Ser Piero was very proud of his astonishing little son, and the boy was still very young when his father decided that he must be taught by the best masters that could be found for him. Leonardo was quite willing. Lessons were no trouble to him and he speedily took away the breath of all his teachers by the amazing quickness with which he grasped everything. It did not matter if the subject was arithmetic, or the principles of music, or the study of geometry; it was enough for the boy to hear a thing once for him to understand and remember, and he constantly asked his master such difficult questions and expressed doubts so hard to explain, that the poor man was thankful indeed when school hours were ended.
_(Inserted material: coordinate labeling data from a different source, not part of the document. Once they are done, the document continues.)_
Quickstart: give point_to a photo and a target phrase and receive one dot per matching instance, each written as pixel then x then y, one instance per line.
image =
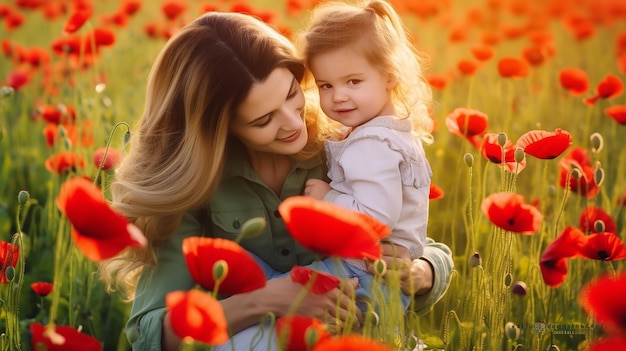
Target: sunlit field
pixel 529 166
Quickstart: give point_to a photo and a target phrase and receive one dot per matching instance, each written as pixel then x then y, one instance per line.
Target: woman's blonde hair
pixel 177 150
pixel 378 31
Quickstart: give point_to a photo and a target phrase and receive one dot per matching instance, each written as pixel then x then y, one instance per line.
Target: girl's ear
pixel 392 81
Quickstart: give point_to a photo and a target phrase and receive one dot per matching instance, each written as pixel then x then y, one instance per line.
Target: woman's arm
pixel 427 278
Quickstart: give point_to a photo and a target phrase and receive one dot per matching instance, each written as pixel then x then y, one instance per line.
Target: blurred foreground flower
pixel 197 315
pixel 98 231
pixel 299 333
pixel 510 212
pixel 332 230
pixel 61 338
pixel 242 273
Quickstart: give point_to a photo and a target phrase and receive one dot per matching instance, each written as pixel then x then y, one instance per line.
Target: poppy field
pixel 528 186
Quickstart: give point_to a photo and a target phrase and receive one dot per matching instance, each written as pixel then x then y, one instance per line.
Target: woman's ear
pixel 392 82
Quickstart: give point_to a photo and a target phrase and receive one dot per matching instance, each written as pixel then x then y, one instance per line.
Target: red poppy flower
pixel 553 261
pixel 603 299
pixel 593 214
pixel 173 8
pixel 543 144
pixel 575 80
pixel 113 158
pixel 322 282
pixel 611 86
pixel 435 192
pixel 98 231
pixel 493 152
pixel 482 52
pixel 610 343
pixel 9 254
pixel 77 19
pixel 617 112
pixel 299 333
pixel 198 315
pixel 578 158
pixel 510 212
pixel 66 161
pixel 467 67
pixel 42 289
pixel 512 67
pixel 61 338
pixel 332 230
pixel 468 123
pixel 243 273
pixel 604 247
pixel 351 342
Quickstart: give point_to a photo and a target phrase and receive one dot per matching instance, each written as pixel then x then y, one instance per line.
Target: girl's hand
pixel 335 307
pixel 316 188
pixel 416 276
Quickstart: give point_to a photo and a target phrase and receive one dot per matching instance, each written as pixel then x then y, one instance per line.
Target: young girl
pixel 370 80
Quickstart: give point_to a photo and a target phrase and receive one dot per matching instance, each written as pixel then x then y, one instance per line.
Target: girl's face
pixel 352 91
pixel 270 118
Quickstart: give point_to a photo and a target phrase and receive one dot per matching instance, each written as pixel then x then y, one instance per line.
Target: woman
pixel 225 136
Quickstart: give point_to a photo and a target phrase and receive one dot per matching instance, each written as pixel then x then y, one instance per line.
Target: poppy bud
pixel 220 270
pixel 380 267
pixel 475 260
pixel 6 91
pixel 22 197
pixel 511 331
pixel 468 159
pixel 501 139
pixel 599 226
pixel 519 288
pixel 597 142
pixel 519 155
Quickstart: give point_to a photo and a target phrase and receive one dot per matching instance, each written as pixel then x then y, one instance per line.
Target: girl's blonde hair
pixel 378 30
pixel 178 148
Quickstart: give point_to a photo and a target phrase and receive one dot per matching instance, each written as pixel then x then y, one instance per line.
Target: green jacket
pixel 241 196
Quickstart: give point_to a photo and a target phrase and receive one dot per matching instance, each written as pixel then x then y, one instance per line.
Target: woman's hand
pixel 416 276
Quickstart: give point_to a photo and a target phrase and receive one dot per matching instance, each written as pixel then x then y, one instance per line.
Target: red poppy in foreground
pixel 553 261
pixel 591 215
pixel 513 67
pixel 9 254
pixel 575 80
pixel 243 273
pixel 510 212
pixel 197 315
pixel 603 299
pixel 351 342
pixel 493 152
pixel 611 86
pixel 543 144
pixel 435 192
pixel 42 289
pixel 468 123
pixel 603 246
pixel 617 112
pixel 322 282
pixel 65 161
pixel 98 231
pixel 61 338
pixel 583 182
pixel 332 230
pixel 112 159
pixel 299 333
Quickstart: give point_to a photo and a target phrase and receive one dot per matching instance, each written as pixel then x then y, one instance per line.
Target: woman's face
pixel 270 118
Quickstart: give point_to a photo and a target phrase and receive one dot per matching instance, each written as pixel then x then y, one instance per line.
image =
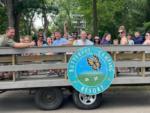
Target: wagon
pixel 49 87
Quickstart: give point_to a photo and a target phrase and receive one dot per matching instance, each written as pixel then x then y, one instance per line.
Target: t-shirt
pixel 82 43
pixel 5 41
pixel 131 42
pixel 60 42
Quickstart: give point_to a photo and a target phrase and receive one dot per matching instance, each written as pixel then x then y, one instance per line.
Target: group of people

But whatever lessons he might be doing, Leonardo spent most of his spare time in drawing and in modelling figures in clay, as he had done from his babyhood. His father watched him for a time in silence, wondering within himself which of the boy's many talents ought to be made the occupation of his life, and at length he decided to take Leonardo to his friend Andrea del Verrocchio, and consult him on the matter. Verrocchio, like his pupil, was a painter, a geometrician, a sculptor, a goldsmith and a musician, but had at last settled down as a sculptor, and only now and then amused himself with other arts. When father and son entered his studio or workshop, Piero gave Leonardo some clay, and bade him model anything he fancied. The boy sat down on the floor, and soon finished a tiny statuette which might have been the work of Verrocchio himself, so true to life was the figure. The sculptor was delighted, and declared that Leonardo must come to him, and that he was very sure the pupil would shortly know as much as the master.


But though he had the gift of genius, Leonardo took as much trouble with his work as if he had just been an ordinary child, with his whole future life depending on his industry. And as some of you are perhaps fond of drawing, you may like to hear how one of the greatest artists in the world set about his pictures. First he took a handful of clay and poked it and pinched it until he had got his figure exactly as he wanted it to be. Then he dipped pieces of soft material in plaster, and arranged them in folds over the naked figure. Often the stuff was too stiff and would not go in the proper lines, but long ago Leonardo had learned that no man could be an artist of any kind unless he was possessed of endless patience, and he would sit for hours over his figure, taking the drapery off and trying it afresh, till at length it assumed exactly the right shape. As soon as he had a model precisely to his mind, he would stretch a bit of very fine cambric or linen, that was old and soft, upon a board, and on this—or sometimes on paper—he would copy his figure in pencil. As he grew older, Verrocchio would teach him how you could raise heavy weights by the help of levers or cranes, how to draw up water from immense depths, or how to tunnel through mountains—for the Italians have always been famous for their skill as engineers. But it was the boy Leonardo, and not the man Verrocchio, who invented the plan of so altering the course of the river Arno that a canal might be cut between the cities of Florence and Pisa. Leonardo did not live to see this done, but two hundred years after his death a pupil of the astronomer Galileo executed it after his scheme, for the Medici ruler of Florence. He was very anxious also to raise the Church of San Giovanni and to rest it on stone 'steps,' as he called them, and showed the Signory or governing citizens of Florence how it could be done. And, says his chronicler, so persuasive was his tongue and so good seemed his reasons that while he was speaking he moved them to belief in his words, although out of his presence they all well knew it was impossible.